¿Te preguntaste alguna vez cuánto impacto ambiental tiene el uso de internet o del teléfono móvil?

 

Un estudio publicado en la revista Journal of Cleaner Production, advierte que los centros de datos y los smartphones serán las tecnologías de la información y comunicación más contaminantes en el año 2040.

 

Los investigadores, de la Escuela de Ingeniería y Tecnología de la Universidad McMaster (Canadá), estudiaron la huella de carbono de diferentes dispositivos: teléfonos móviles, computadoras portátiles y de escritorio, tablets, etc. Además, analizaron el impacto de los centros de datos, esos lugares físicos que procesan toda la información y de los que dependemos para que funcione internet.

 

“Detrás de cada mensaje de texto que enviamos, de cada llamada telefónica, de cada vídeo que descargamos, hay un centro de datos haciendo que esto sea posible. Las redes de telecomunicación consumen un montón de energía, se alimentan de electricidad que aún sigue generándose por la quema de combustibles fósiles.

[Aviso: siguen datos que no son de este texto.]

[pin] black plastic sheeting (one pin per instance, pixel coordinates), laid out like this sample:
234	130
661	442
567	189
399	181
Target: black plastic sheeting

Es un consumo energético invisible para nosotros”, explica Lotfi Belkhir, autor principal del trabajo.

 

Los más dañinos: Los teléfonos móviles

El resultado les sorprendió, pues encontraron que las emisiones de carbono que proceden tanto del uso como de la producción de las tecnologías de la información son bastante mayores de lo que se pensaba.

 

De entre todos los dispositivos, parece que en el año 2020 los más dañinos para el medio ambiente serán los smartphone. Y es que, aunque no se precisa de mucha energía para su uso diario, bien es sabido que su producción tiene elevados costos sociales y medioambientales. Se necesita mucha energía para fabricar un teléfono móvil, y también el uso de minerales escasos y con costosos procesos de extracción como el coltán, el oro y el tugnsteno.

 

Otro problema añadido radica en la obsolescencia de estos productos: su corta vida obliga al usuario a cambiar de móvil cada dos años como mucho, por lo que se generan cada vez más residuos y las compañías fabrican cada vez más teléfonos. Como resultado, “en torno al año 2020 el consumo energético de los smartphone será mucho mayor que el de las computadoras”, recalca el investigador.

 

Soluciones sostenibles

¿No usarlos la solución? Sería una alternativa poco realista. Actualmente creo que no nos imaginamos la vida sin internet o celular. ¿O sí?

 

Pero generar conciencia al respecto es una buena opción: “Los centros de datos podrían empezar a funcionar con energías renovables”, sugiere Belkhir. “La buena noticia es que grandes compañías como Facebook o Google están realizando esta transición en sus centros de datos. Pero es necesario que exista una legislación que obligue a todos a hacerlo”.

 

En el plano personal, también se pueden tomar iniciativas que minimicen el impacto en nuestro uso de las redes de comunicación: por ejemplo, no descargar vídeos innecesarios, evitar el cambio y descarte frecuente del teléfono móvil.

 

Otra opción es buscar dispositivos que se fabriquen con criterios medioambientales. En el mundo de la telefonía móvil, la opción disponible es el Fairphone. Sus desarrolladores intentan controlar todos los pasos en la producción, desde la extracción de las materias primas en las minas hasta el ensamblaje de sus piezas. Además, se trata de un teléfono modular con piezas recambiables: por ejemplo, cuando la batería se deteriora, no es necesario cambiar de teléfono móvil sino, simplemente, sustituirla. De esta forma se alarga la vida útil del dispositivo y se disminuye su huella ecológica. Un paso más que necesario si queremos caminar hacia un futuro sostenible.